In early January, Portland was slapped with a long cold snap. It was hard on everyone, but especially the homeless—at least four people living outside on the streets of Portland died.
That tragedy helped galvanize ordinary Portland residents to prevent more deaths.
Vahid Brown, an advocate for the homeless who was one of the volunteers helping coordinate efforts across Multnomah County, recalls telling people: "There are people dying; we need to stop the deaths."
And so they did. At the end of a 19-day stretch of temperatures below 40 degrees, the county and city and a crew of volunteers had 800 beds available in emergency warming shelters.
Mayor Ted Wheeler took the unprecedented step of opening the Portland Building to the homeless.
But it was the volunteers who made it all work. Alongside one-time mayoral candidate Sarah Iannarone, Brown helped open the Mount Scott Community Center for several nights—a location the city-county joint office on homelessness agreed to fund only after being guaranteed a volunteer workforce.
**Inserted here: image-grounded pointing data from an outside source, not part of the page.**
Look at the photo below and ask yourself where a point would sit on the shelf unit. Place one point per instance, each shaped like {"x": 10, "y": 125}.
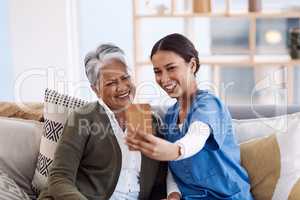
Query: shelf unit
{"x": 251, "y": 59}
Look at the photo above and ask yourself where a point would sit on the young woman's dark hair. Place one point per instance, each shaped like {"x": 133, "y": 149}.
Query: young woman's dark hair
{"x": 178, "y": 44}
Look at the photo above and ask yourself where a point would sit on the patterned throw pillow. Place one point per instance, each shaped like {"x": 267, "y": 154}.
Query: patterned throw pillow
{"x": 273, "y": 163}
{"x": 57, "y": 107}
{"x": 9, "y": 190}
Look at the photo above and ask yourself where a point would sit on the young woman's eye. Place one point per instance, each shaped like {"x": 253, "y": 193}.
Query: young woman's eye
{"x": 157, "y": 72}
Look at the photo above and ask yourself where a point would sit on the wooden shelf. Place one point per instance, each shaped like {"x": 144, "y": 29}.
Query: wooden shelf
{"x": 216, "y": 15}
{"x": 242, "y": 60}
{"x": 248, "y": 59}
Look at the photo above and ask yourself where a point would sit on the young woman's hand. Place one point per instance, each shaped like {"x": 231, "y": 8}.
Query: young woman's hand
{"x": 153, "y": 147}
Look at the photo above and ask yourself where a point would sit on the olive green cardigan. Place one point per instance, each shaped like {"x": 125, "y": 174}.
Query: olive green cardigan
{"x": 87, "y": 161}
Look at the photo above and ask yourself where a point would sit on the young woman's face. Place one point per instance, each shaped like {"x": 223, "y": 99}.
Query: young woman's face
{"x": 115, "y": 85}
{"x": 173, "y": 73}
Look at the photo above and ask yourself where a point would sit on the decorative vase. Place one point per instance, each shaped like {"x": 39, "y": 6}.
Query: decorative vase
{"x": 201, "y": 6}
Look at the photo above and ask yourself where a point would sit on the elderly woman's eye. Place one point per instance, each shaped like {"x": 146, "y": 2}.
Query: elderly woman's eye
{"x": 126, "y": 77}
{"x": 157, "y": 72}
{"x": 110, "y": 83}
It took only a few hours to get the shifts filled for a weekend of work.
"My community stepped up in every way possible to make this happen—food, clothing, volunteering time," says Iannarone. "One woman, recently homeless, staffed our 'General Store' area for three nights in a row. Their dedication was tireless."
Kat Stevens, better known for helping lead the anti-Trump protests of Portland's Resistance, helped with calling, texting and emailing volunteers who stepped up not just to work shifts, but provide transportation between shelters—a crew of people with four-wheel-drive vehicles was key.
They are just a few of the many from St. Johns to Gresham who lent a hand.
An unprecedented outpouring of support was possible because homeless advocates have organized after working alongside each other on the homeless camp along the Springwater Corridor, which was among the largest homeless camps in the country during the summer.
Portland Houseless Support Coalition now has a list of 500 volunteers. And it put them to good use.
"[The homeless deaths] spurred us to try and do better. It spurred us to create a bigger safety net, and we did," Brown says.